W184 Genomic Comparison of Arabidopsis and its Haplophytic Relative Thellungiella Salsuginea

Date: Sunday, January 15, 2012
Time: 8:40 AM
Room: Golden Ballroom
Xiangfeng Wang , University of Arizona, Tucson, AZ
Thellungiella salsuginea, a close relative of Arabidopsis thaliana, has been studied as an extremophile model plant, owing to its superior ability to grown in extreme environments. Here we report a high-quality genome sequence of T.salsuginea completed by BAC-to-BAC method. We surprisingly found half of the assembled T.salsuginea genome (243 Mb) is composed of long-span heterochromatins spreading bidirectionally from the centromeres, evidencing a long evolutionary history of fighting the massive activation of transposable elements induced by environmental cues. Comparison between T.salsuginea and Arabidopsis shows 82% of protein-coding genes are distributed in a syntenic manner, regardless of in the euchromatic or heterochromatic parts of the chromosomes. Gene function enrichment analysis indicates the halophytic characteristics of T.salsuginea may be attributed to a mixture of tandem duplication and segmental duplication events causing gene dosage changes in very specific functional categories: in contrast of slight copy-number variation of the gene families in the core SOS pathways established in Arabidopsis, major gene duplication events occur on the components of protein-ubiquitination pathways and a few select genes for signal transduction.

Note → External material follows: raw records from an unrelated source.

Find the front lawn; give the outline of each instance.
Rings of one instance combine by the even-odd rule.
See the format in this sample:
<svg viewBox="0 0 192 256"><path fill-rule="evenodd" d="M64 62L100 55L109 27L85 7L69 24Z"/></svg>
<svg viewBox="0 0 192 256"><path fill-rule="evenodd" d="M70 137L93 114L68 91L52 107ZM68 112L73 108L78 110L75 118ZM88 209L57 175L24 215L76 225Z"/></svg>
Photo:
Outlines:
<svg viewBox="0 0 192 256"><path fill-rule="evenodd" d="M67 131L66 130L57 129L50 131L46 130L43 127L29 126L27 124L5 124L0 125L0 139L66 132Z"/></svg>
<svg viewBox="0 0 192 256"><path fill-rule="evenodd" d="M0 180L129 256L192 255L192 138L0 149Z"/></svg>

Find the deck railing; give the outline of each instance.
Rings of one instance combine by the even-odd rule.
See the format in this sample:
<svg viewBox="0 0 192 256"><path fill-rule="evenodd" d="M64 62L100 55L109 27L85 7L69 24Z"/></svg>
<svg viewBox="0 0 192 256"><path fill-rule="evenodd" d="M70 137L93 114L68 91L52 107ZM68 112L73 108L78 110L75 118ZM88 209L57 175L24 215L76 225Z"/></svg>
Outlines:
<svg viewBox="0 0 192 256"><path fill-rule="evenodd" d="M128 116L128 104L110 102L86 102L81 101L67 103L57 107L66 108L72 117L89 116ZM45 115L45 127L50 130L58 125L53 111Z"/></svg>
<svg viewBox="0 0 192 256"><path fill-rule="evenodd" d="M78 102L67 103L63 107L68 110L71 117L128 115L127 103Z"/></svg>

Moreover, the number of cellular component genes is also noticeably increased to potentially strengthen the physical defense against stress. Accordingly, certain microRNAs in T.salsuginea targeting these genes are also duplicated. Our analysis provides a new insight in interpreting the evolution of halophytic plants that the posttranscriptional regulators are enhanced in copy-number dosage to fine-tune the cellular pathways and structural composition to tolerate environmental abiotic stress.